From: drepper on
On Tue, Apr 6, 2010 at 16:16, Thomas Gleixner <tglx(a)linutronix.de> wrote:
> I know that you can do any weird stuff with the futex value, but I
> don't see the "dramatic" limitation. Care to elaborate ?

If we have to fill in the PID we can represent only three states in a futex: 0, PID, -PID. Today we can represent 2^32 states. Quite a difference.


> The per thread pinned page would be unconditional, right ?

Only if the process would be using these adaptive mutexes. It could be conditional.


> I agree that benchmarking would be interesting, but OTOH I fear that
> we open up a huge can of worms with exposing scheduler details and the
> related necessary syscalls like sys_yield_to: User space thread
> management/scheduling comes to my mind and I hope we agree that we do
> not want to revisit that.

I'm not sure. We never got to the bottom of this. Why are these details which should not be disclosed? It's clear that there is descheduling and the sys_yield_to syscall would require nothing to happen but indicate to the kernel execution dependencies the kernel cannot necessarily discover on its own, at least not efficiently.


> Useful for what ?

We already have places where we could spin a bit using sys_yield_to because be know what we are waiting on.


> What are the exact semantics of such a syscall ?

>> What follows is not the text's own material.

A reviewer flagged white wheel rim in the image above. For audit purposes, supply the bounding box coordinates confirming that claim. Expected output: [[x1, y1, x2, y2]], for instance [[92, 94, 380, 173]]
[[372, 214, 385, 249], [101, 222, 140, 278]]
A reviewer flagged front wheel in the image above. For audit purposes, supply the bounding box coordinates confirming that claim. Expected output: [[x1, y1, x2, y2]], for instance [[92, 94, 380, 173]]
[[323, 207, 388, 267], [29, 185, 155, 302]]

It gives the kernel the hint that the current thread is willing to hand over the remaining time on the timeslice to the target thread. This target thread, if sleeping, can immediately make progress. Yes, this might mean moving the target thread to the core executing yielding thread. Perhaps this doesn't make sense in some situations. In this case the syscall could be a no-op, perhaps indicating this in the return value.

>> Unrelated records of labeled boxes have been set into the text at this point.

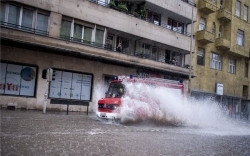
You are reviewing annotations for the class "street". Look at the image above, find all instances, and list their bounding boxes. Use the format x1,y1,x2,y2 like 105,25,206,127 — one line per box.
1,108,250,156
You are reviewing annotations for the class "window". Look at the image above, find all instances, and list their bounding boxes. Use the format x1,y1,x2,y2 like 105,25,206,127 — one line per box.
8,5,20,26
0,3,6,22
147,10,161,25
235,1,241,17
210,52,222,70
218,25,222,38
197,48,205,65
1,3,49,35
60,17,95,44
35,13,49,33
95,29,104,44
49,69,93,101
0,62,37,97
61,20,71,39
228,58,236,74
243,5,248,21
212,22,216,34
106,34,114,50
73,23,83,42
83,26,92,42
21,8,33,30
244,62,249,77
199,17,206,30
237,30,244,46
220,0,224,9
167,18,184,33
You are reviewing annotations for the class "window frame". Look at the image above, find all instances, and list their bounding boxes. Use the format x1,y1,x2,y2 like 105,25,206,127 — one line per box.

> How does that fit into the various scheduling constraints ?

I don't know enough about all the constraints. As I said, it could be a hint. If the constraints forbid the timeslice transfer it need not happen.
From: drepper on
On Wed, Apr 7, 2010 at 20:41, Darren Hart <dvhltc(a)us.ibm.com> wrote:
> For general futexes sure, but not for robust or PI mutexes. Having adaptive
> futexes be based on the TID|WAITERS_FLAG policy certainly isn't breaking new
> ground, and is consistent with the other kernel-side futex locking
> implementations.

PI mutexes are really unimportant in the big world. I know your employer cares but overall it's a minute fraction. The focus should be primarily on the normal futexes.

BTW, you want to stuff a flag in the futex word? This doesn't work in general. For a mutex we need three distinct value. For PI futexes it's 0, TID and -TID. If we have 31 bit TID values there isn't enough room for another bit.

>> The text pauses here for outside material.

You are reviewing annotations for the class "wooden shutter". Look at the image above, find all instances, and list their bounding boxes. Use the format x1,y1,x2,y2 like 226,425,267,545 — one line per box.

> What about the concern of this TLS approach only working for process private
> locks? I would very much like to make this work for both shared and private
> locks.

Again, hardly a general concern. It's a minute fraction of mutexes which is shared.

It should be clear that the kernel approach and the userlevel approach are complimentary and could even be used. If the userlevel variant proves significantly faster (and I assume it will) then the kernel variant could be used for shared mutexes etc.